1863, Briefe 340–403
384. An Franziska und Elisabeth Nietzsche in Naumburg
<Pforta, 28. September 1863>
Liebe Mamma —
Da also unsre Zusammenkunft gestern mißlungen und in das Wasser gefallen ist, muß ich doch heute etwas schreiben, wenn ich gleich lieber von euch einen etwas ausführlichen Brief läse. Erlebt habe ich nichts als, daß ich gestern Mittag zu einem Famulusessen bei Oberlehrer Kretzschmar eingeladen war; heute sind ziemlich alle Lehrer fortgereist zu einer Philologenversammlung in Meißen. Nächsten Freitag also werde auch ich kommen, ich denke, wir wollen hübsche Tage zusammen verleben.
Was meine Wünsche betrifft, so habe ich Domrich das Buch angegeben, welches ich brauche. Es heißt „Lachmann, Anmerkungen zu den Nibelungen und zur Klage.“ Es wird etwa ebensoviel kosten. Ich habe diese Tage jetzt sehr viel zu arbeiten, und man bemerkt trotzdem nicht, daß es besonders rasch fortgienge. Das macht, es ist so vielerlei. Aber es macht mir im Allgemeinen Vergnügen, und ich wünsche nur immer, noch mehr Zeit zu haben.
Mittwoch habt ihr vielleicht Zeit und seid hoffentlich nicht ausgegangen, wenn ich kommen sollte. Nach Tische bis ½3 habe ich Spaziergang. Freitag könnt ihr mich sehr früh, jedenfalls zum Kaffee erwarten. Richtet mir ja alles hübsch ein.
Hr. Pastor Backs läßt den Onkel Theobald nochmals einladen, recht sehr einladen, ihn jetzt auf längere Zeit zu besuchen. Der Onkel mag es doch ja thun.
Von meinen Untern ist Redtel mit nach Obertertia gekommen, Backs natürlich nicht. Hoffentlich das nächste Mal.

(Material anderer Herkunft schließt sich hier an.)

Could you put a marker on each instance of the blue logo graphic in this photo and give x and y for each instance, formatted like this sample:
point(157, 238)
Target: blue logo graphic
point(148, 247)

Ich habe jetzt einen andern Untern; etwas beschränkt, von schwerer Fassungsgabe, dabei dummgutmüthig und auch fleißig, die beschwerlichste Gattung von Menschen.
Ich bin jetzt in der vierten Stube: zwar brauche ich nicht zu erwarten, daß ihr mich hier einmal besucht, aber ihr wißt es doch nun wenigstens.
Für die guten Wünsche und die Pflaumen danke ich recht schön. Hoffentlich ist diesmal die Re<c>hnung nicht so groß. Auf der Krankenstube bin ich ja nicht gewesen.
Die Hundstage waren doch recht hübsch, ich denke oft und gern an meine große Reise und habe doch nicht gerade ganz wenig erlebt; es fällt mir immer so hin und wieder noch etwas ein.
Was wird nun nächstes Jahr in den Mulusferien werden? Ich weiß noch gar nicht, was wir da andrehen werden.
Nun lebt schön wohl und behaltet mich lieb!